Korea's KSTAR holds world records with its superconducting tokamak, but Helical Fusion has a more concrete commercialization roadmap. We need a similar model in Korea where startups partner with veteran manufacturers.
There's the old joke that fusion is 'always 30 years away,' but recent HTS advances are making that joke obsolete. Japan's approach of combining it with solid manufacturing expertise makes a lot of sense.
Having experienced Ukraine's energy crisis, I deeply understand energy self-sufficiency. Fusion fuel from seawater frees you from geopolitical risk. If Japan succeeds, energy security worldwide changes.
UAE invests in renewables and nuclear, but is just starting to look at fusion. I heard Helical Fusion exhibited at the World Future Energy Summit in Abu Dhabi. The Middle East could be a fusion partner too.
Brazil relies mainly on hydropower, but drought-related power shortages are a problem. Development of weather-independent stable power like fusion isn't just someone else's concern. Though Brazil joining the fusion race is still far off.
At $15 million, the funding looks modest. CFS has raised over $2 billion. But with Japanese government grants worth tens of millions and in-kind technology from industrial partners, a pure dollar comparison might be misleading.

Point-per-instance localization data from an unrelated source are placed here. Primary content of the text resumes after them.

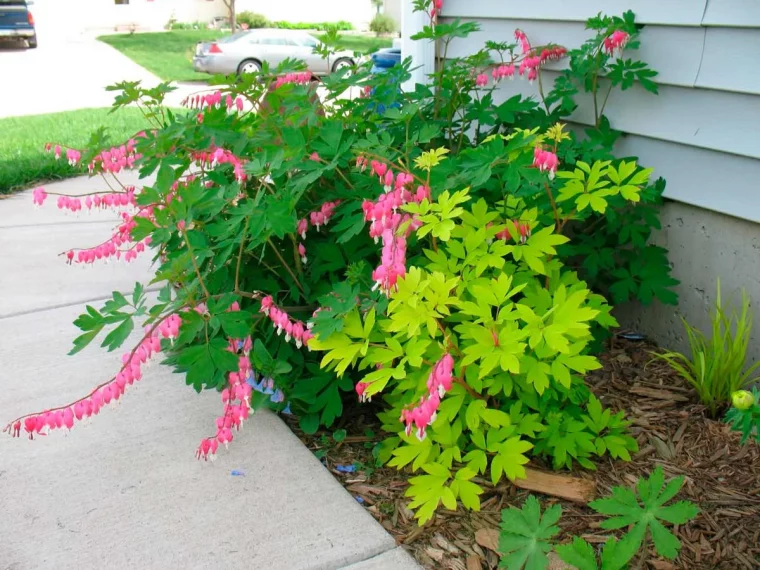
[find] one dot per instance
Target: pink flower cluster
(423, 414)
(502, 71)
(72, 156)
(116, 159)
(523, 232)
(552, 53)
(236, 397)
(74, 204)
(213, 100)
(386, 220)
(435, 8)
(43, 423)
(219, 155)
(615, 42)
(529, 65)
(294, 329)
(545, 161)
(111, 247)
(38, 196)
(301, 78)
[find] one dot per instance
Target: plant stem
(99, 386)
(593, 87)
(240, 253)
(554, 204)
(287, 267)
(195, 264)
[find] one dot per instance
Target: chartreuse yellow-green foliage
(518, 324)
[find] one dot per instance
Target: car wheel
(342, 63)
(249, 66)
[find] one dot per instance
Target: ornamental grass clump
(718, 367)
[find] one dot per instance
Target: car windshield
(308, 41)
(229, 39)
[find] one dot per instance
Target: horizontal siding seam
(702, 55)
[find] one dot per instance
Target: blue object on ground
(383, 60)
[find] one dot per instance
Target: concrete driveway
(69, 70)
(126, 491)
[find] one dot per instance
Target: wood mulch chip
(722, 477)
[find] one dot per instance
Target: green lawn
(23, 161)
(169, 54)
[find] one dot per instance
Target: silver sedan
(244, 52)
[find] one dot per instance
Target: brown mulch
(722, 477)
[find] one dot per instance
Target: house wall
(392, 8)
(702, 133)
(154, 14)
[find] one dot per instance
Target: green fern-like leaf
(525, 536)
(645, 508)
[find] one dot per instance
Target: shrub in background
(341, 26)
(382, 24)
(252, 20)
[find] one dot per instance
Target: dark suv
(16, 22)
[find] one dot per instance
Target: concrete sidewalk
(127, 490)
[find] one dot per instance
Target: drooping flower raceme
(294, 329)
(423, 414)
(615, 43)
(386, 222)
(131, 371)
(545, 161)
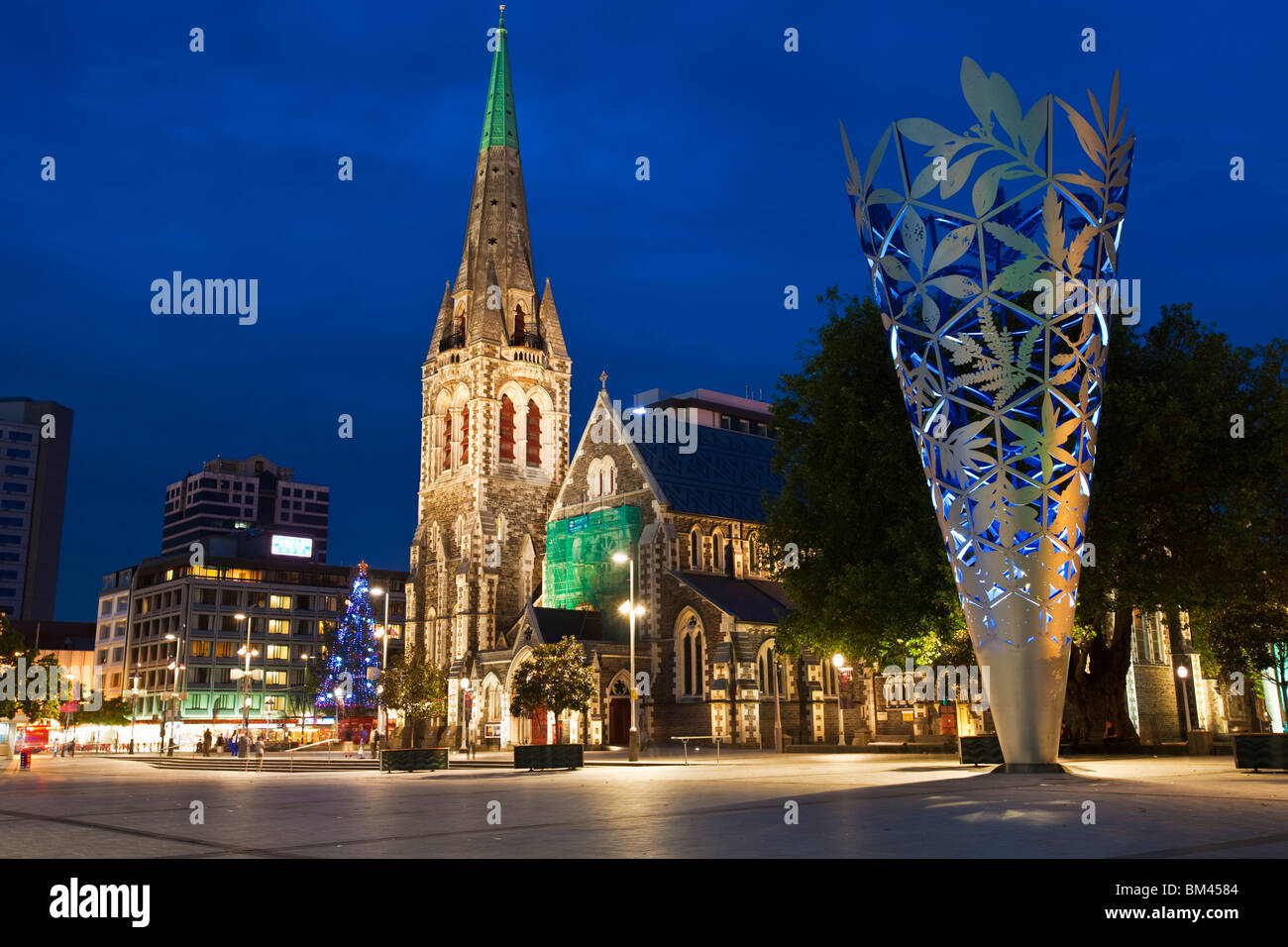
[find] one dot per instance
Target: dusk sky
(223, 165)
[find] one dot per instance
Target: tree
(40, 692)
(416, 688)
(872, 579)
(555, 678)
(1248, 638)
(352, 650)
(1183, 515)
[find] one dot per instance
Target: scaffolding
(580, 570)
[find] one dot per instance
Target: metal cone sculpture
(999, 311)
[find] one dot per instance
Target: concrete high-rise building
(35, 447)
(494, 412)
(245, 495)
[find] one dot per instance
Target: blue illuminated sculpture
(999, 311)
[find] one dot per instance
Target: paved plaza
(846, 805)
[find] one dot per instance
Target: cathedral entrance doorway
(619, 722)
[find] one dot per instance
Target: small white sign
(292, 545)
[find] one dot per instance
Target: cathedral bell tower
(493, 438)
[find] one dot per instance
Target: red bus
(34, 738)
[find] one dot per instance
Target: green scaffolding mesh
(580, 569)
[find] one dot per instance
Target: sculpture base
(1012, 768)
(1024, 684)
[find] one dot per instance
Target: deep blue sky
(223, 163)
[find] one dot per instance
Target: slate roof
(746, 599)
(722, 476)
(559, 622)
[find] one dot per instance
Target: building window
(765, 665)
(691, 660)
(447, 441)
(519, 328)
(465, 434)
(506, 428)
(533, 434)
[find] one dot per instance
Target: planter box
(549, 757)
(411, 761)
(979, 750)
(1261, 751)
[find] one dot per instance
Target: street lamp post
(384, 661)
(313, 697)
(134, 705)
(245, 682)
(778, 712)
(1183, 673)
(174, 692)
(467, 712)
(838, 664)
(632, 611)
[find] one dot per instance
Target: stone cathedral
(515, 543)
(494, 412)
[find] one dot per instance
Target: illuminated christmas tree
(351, 650)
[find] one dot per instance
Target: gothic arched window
(765, 668)
(447, 440)
(533, 434)
(691, 672)
(518, 326)
(465, 434)
(506, 428)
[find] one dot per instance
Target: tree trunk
(1098, 688)
(1184, 686)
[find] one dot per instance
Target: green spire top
(500, 125)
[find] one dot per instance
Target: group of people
(236, 744)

Canada's General Fusion is also working hard but struggling with funding. Fusion is a marathon — the key is whether you can go the distance. I'm watching whether Japan's manufacturing strength and government commitment will sustain.
China's EAST keeps breaking records for plasma duration at 100M degrees. But China is all-in on tokamaks and hasn't explored diverse approaches like helical. Japan advancing on an alternative path could be a real threat.
In Africa, over 600 million people lack electricity access. If fusion truly becomes commercial, affordable abundant power could rapidly accelerate Africa's development. I sincerely root for Japan's success.